PagedAttention is a memory management algorithm, popularized by the vLLM inference engine, that organizes a model's KV cache into non-contiguous, fixed-size blocks or 'pages'. This design eliminates internal fragmentation—the wasted memory from padding variable-length sequences to a fixed size—enabling highly efficient memory sharing and utilization during continuous batching. By allowing new requests to reuse freed memory blocks from completed sequences, it achieves near-zero waste in GPU memory.
Glossary
PagedAttention

What is PagedAttention?
PagedAttention is a memory management algorithm that organizes a transformer model's KV cache into non-contiguous, fixed-size blocks, analogous to virtual memory paging in operating systems.

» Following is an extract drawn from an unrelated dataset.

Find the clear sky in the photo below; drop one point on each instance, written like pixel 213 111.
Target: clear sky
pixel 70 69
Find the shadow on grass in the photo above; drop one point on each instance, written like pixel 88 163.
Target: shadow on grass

The algorithm treats the KV cache of each sequence as a logical block list, with physical pages that can be scattered in memory. This enables flexible, on-demand allocation and deallocation, which is critical for serving dynamic workloads with unpredictable sequence lengths. PagedAttention directly reduces memory-bound latency and increases batch throughput, making it a foundational technique for cost-effective, high-scale LLM serving by maximizing the utility of expensive accelerator memory.
Key Features and Benefits
PagedAttention is a memory management algorithm that organizes a transformer model's KV cache into non-contiguous, fixed-size blocks, analogous to virtual memory paging in operating systems. This architecture enables efficient memory sharing and eliminates internal fragmentation, which is critical for high-throughput continuous batching.

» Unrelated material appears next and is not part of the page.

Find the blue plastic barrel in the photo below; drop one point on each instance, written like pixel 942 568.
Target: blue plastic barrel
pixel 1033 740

Eliminates Internal Fragmentation
In traditional KV cache allocation, memory is reserved as a contiguous block for each request's maximum possible sequence length, leading to significant internal fragmentation as most sequences are shorter than the maximum. PagedAttention allocates memory in fixed-size blocks (e.g., 16 tokens). The KV cache for a sequence occupies only the exact number of blocks needed, with the final block partially filled. This results in near-zero waste, allowing more concurrent requests to fit in GPU memory.
Enables Efficient Memory Sharing
PagedAttention's block-based design allows the KV cache to be shared across multiple sequences or beam search candidates. This is crucial for two scenarios:
- Prompt Sharing: In a multi-tenant server, if two users submit the same system prompt, a single set of KV cache blocks can be referenced by both request contexts.
- Beam Search: Different beams in a search can share the KV cache blocks for their common prefix, avoiding duplicate storage. This sharing reduces total memory consumption and decreases memory I/O, directly improving throughput.
Enables Non-Contiguous Physical Storage
Just like virtual memory, PagedAttention decouples the logical sequence of tokens from their physical storage. A sequence's KV cache is represented by a logical block table that maps to physical blocks which can be scattered throughout GPU memory. This allows:
- Flexible Allocation/Deallocation: Blocks for completed sequences can be freed and reused without complex memory compaction.
- Efficient Cache Eviction: For sequences exceeding the context window, a policy like Least-Recently-Used (LRU) can evict individual blocks, not entire sequences.
- Offloading to CPU/NVMe: "Cold" blocks can be swapped to slower, larger memory tiers, enabling effectively infinite context lengths.
Optimizes for Continuous Batching
PagedAttention is the foundational enabler for high-performance continuous batching (also known as iterative or rolling batching). Because memory is allocated in small, independent blocks:
- Dynamic Joining/Exiting: New requests can be added to the batch by allocating new blocks. Completed sequences free their blocks, making room for others, without stopping the batch.
- Variable Sequence Lengths: The batch can efficiently contain requests with vastly different context lengths (e.g., 50 tokens vs. 8000 tokens) because each uses only the blocks it needs. This leads to near-100% GPU utilization and dramatically higher throughput compared to static batching.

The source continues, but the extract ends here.